PaaS services promise software engineers nothing less than effortless eternal happiness: a few clicks and you have ready-to-use, secure, and unlimited scalable cloud service, be it an AI, a database, or a super-exotic service. But do cloud providers deliver as promised? Is, for example, redundancy a child’s play? Redundancy is much trickier than backups. Backups are about having a copy of an application’s data for emergencies. In contrast, redundancy guarantees that the application runs 7×24. Even major disasters must not impact a solution’s stability.
In the following, we look closely at one crucial Azure service, Azure Storage Accounts. It is Microsoft’s web service for storing data such as objects respectively, blobs, or files. We elaborate on which kind of disasters or failures the web service copes with – and how transparent it is from an application or operations perspective. Azure provides different options for configuring the recovery behavior of Storage Accounts (Figure 1), which the following paragraphs explain in more detail. Companies need specific guidelines on when to use which one – and writing such a guideline is a crucial cloud (security) architecture task.
Cloud architects have to make (up to) three redundancy-related configuration decisions:
- Should the data be replicated three times within one data center (local redundancy), or should there be a copy in three separate data centers (zone redundancy)?
- Should there be copies in a data center further away in a secondary region (geo-redundancy)? For regulatory and compliance reasons, geo-redundant copies are usually in the same jurisdiction as the original data. Azure stores, e.g., geo-redundant copies for data in Switzerland-North (greater Zurich area) in the Azure region Switzerland-West around Geneva.
- Should applications be allowed to read the geo-redundant copies if the primary region fails (“read access”)?
Figure 2 and Figure 3 illustrate the configuration options for a better understanding. The architecture in Figure 2 visualizes local redundancy. An application reads and writes data stored in one data center (A). The different copies are synchronously replicated and always in sync. If – and only if – the engineers choose the geo-redundant add-on, Azure replicates the data asynchronously to one data center in a secondary region (B). In such a case, the Storage Account can be configured to allow applications to read from the storage account in the secondary region if the first region is unavailable (C).
Figure 3 looks very similar. It illustrates zone-redundancy. In such a set-up, the three copies are in different data centers in the primary region (A). If geo-redundancy is active, all asynchronous copies in the secondary are stored in the same single data center (B)as in the previous case in Figure 2. Applications can get read access in case of unavailability of the primary region – as with local redundancy (C).
In the next step, we look closer at three failure scenarios: a failure of a single device, a data center, and an entire region. Which configuration option allows the application to continue to run? How transparent are such incidents for applications? What does the cloud operations team or the applications team have to do?
First, a failure of a single device in a data center has no impact on any application or operational staff. Azure always maintains three up-to-date copies of any data, be it in one or be it in three data centers. These copies are always in sync. Thus, if a device fails, another device in the same or another data center takes over and has precisely the same data.
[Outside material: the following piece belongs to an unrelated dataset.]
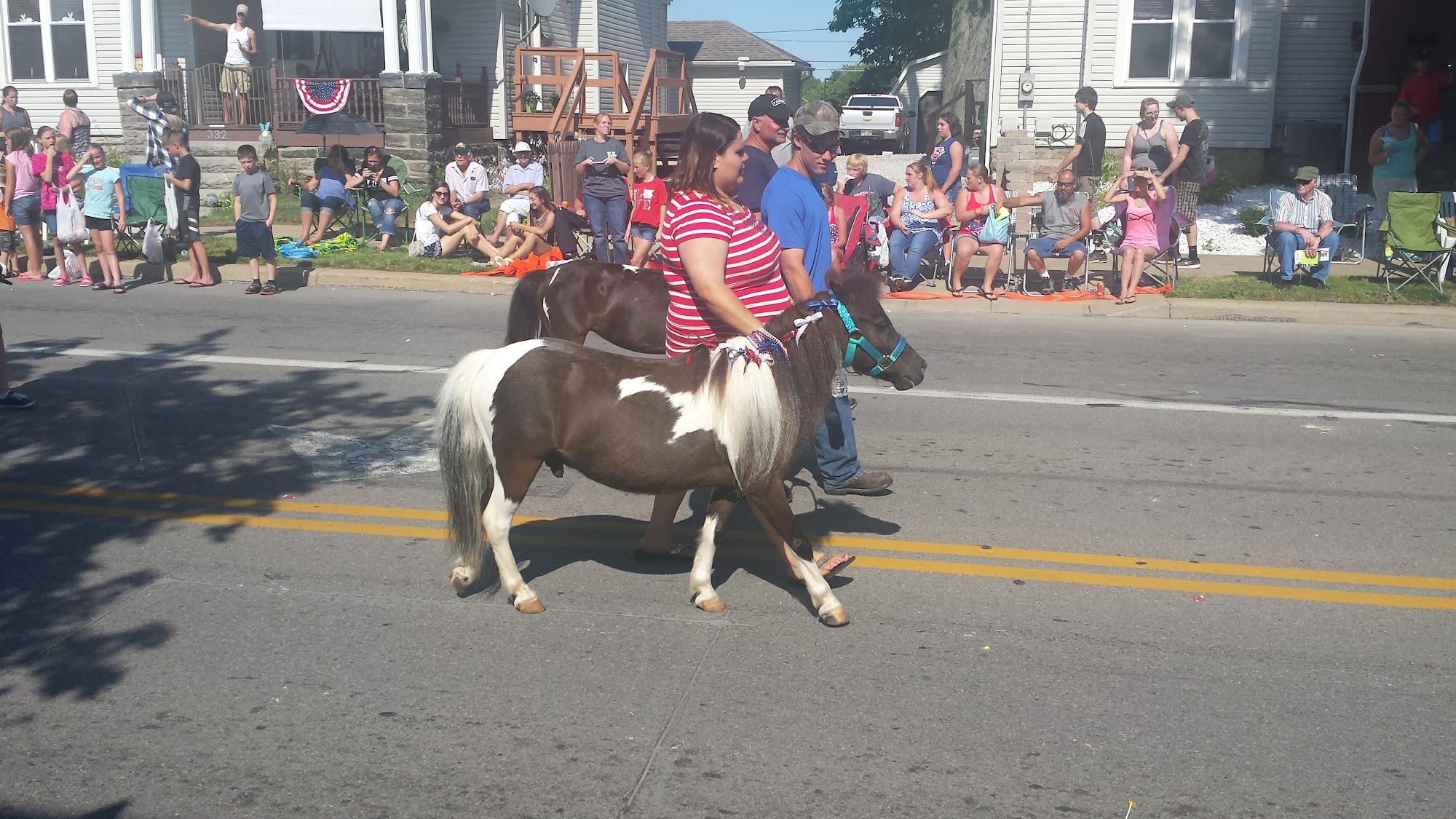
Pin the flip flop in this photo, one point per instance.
(681, 551)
There is neither data loss nor interruption of application availability, nor any necessity for manual interventions.
A failure of a complete data center is transparent for zone-redundant storage accounts. Two other data centers have in-sync copies of the data if one data center burns down or is temporarily unavailable, e.g., due to power issues. Applications can continue to read or write to the Storage Account. No engineer has to intervene. In contrast, a data center failure can have severe consequences if a Storage Account is configured with local redundancy. The data becomes unavailable for read and write operations. If the data center does not come up again, all data is gone.
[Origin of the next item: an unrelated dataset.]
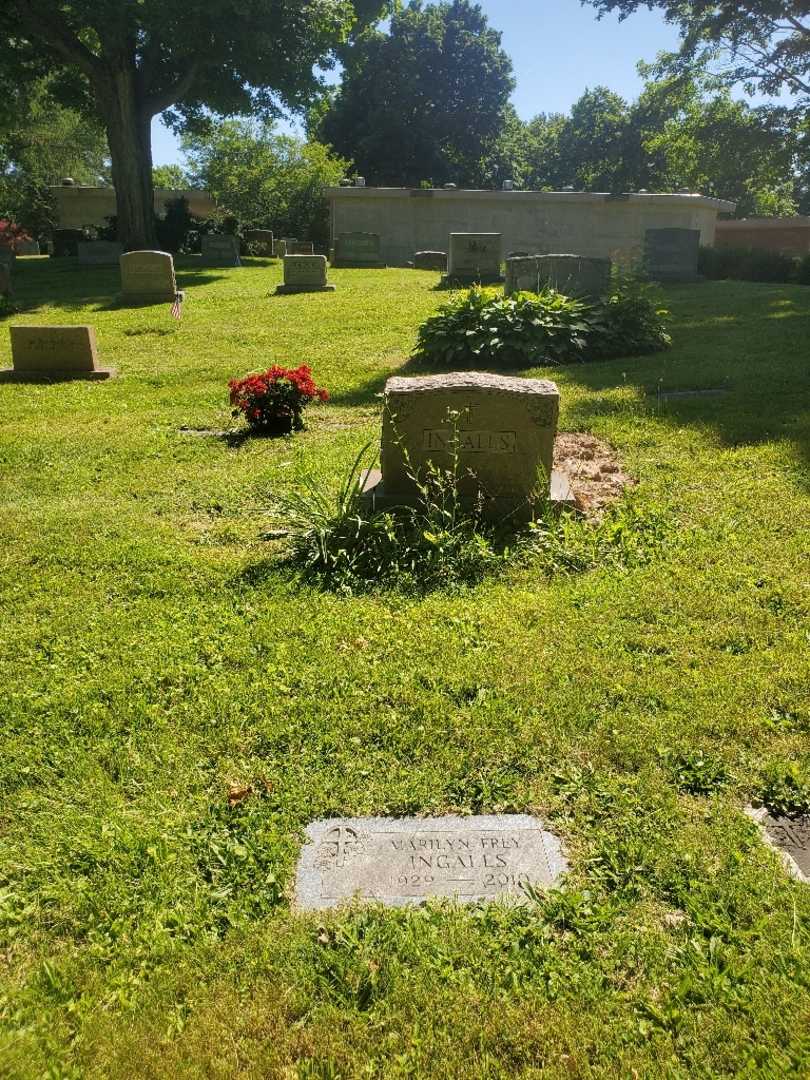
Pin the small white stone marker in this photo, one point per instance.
(790, 837)
(403, 861)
If an entire region fails due to a large-scale disaster, all Storage Accounts without a geo-redundancy option are temporarily or forever unavailable. Storage Accounts with geo-redundancy have a copy in a different region. In contrast to “normal” local or zone redundancy, geo-redundancy is not transparent. It might require application code adaption. Plus, the cloud staff has to perform failover and cleanup tasks.
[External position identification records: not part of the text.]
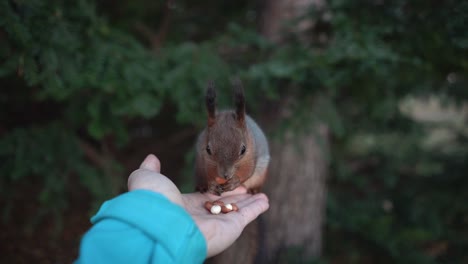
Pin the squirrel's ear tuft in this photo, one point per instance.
(210, 100)
(239, 101)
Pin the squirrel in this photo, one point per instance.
(232, 150)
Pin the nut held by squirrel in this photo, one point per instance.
(232, 150)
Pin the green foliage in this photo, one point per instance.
(393, 197)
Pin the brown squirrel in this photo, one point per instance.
(232, 149)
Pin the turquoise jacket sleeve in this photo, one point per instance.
(142, 227)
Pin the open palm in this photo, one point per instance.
(221, 230)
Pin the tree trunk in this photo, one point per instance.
(291, 231)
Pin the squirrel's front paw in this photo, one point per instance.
(230, 185)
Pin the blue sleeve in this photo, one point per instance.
(142, 227)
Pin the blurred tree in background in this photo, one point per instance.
(88, 88)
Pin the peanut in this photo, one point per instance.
(218, 206)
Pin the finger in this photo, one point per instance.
(251, 208)
(239, 190)
(236, 198)
(151, 162)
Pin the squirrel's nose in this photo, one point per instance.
(227, 175)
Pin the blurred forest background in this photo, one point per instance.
(88, 88)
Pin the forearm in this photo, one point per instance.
(142, 227)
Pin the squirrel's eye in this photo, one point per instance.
(243, 150)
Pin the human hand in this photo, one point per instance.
(220, 231)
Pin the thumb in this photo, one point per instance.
(152, 163)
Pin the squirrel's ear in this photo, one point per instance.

Failover to the secondary region is an explicit decision of the customer. Its cloud staff must initiate the failover. Then, the secondary site becomes the new primary one though two aspects require attention. First, loss of data might occur. Microsoft has no formal SLA but mentions that the recovery point objective (RPO) is 15 minutes. In other words: data written in the last 15 minutes before the failure is lost. The application (and the business) must be able to cope with that. Second, Storage Accounts store their data only in one data center after the failover (local redundancy). Engineers have to reconfigure the Storage Accounts to reassure zone- or geo-redundancy. Eventually, they might want to move the data back to the original primary region.
When an entire region fails, this impacts applications even with the geo-redundancy option and even if the application code continues to run. Applications cannot read or write any data to or from their Storage Account in the primary region. Either the application code handles such circumstances (e.g., by showing users a “temporarily unavailable” page), or the application behaves unpredictably or crashes. Applications can reduce the impact on users with more sophisticated routines. The option to allow applications to read from secondary regions in case of a failure of the primary one enables applications to show users at least the currently available data. Writing changes is not possible – or only to another storage account not impacted; quite some work, but potentially worth the effort for highly business-critical applications.
To conclude: Azure offers a variety of configuration options for redundancy for Azure Storage Accounts, one of their most used services. Choosing an adequate option is an essential task for cloud architects. They have to balance the costs of the more sophisticated options with the actual availability needs based on the criticality of their applications.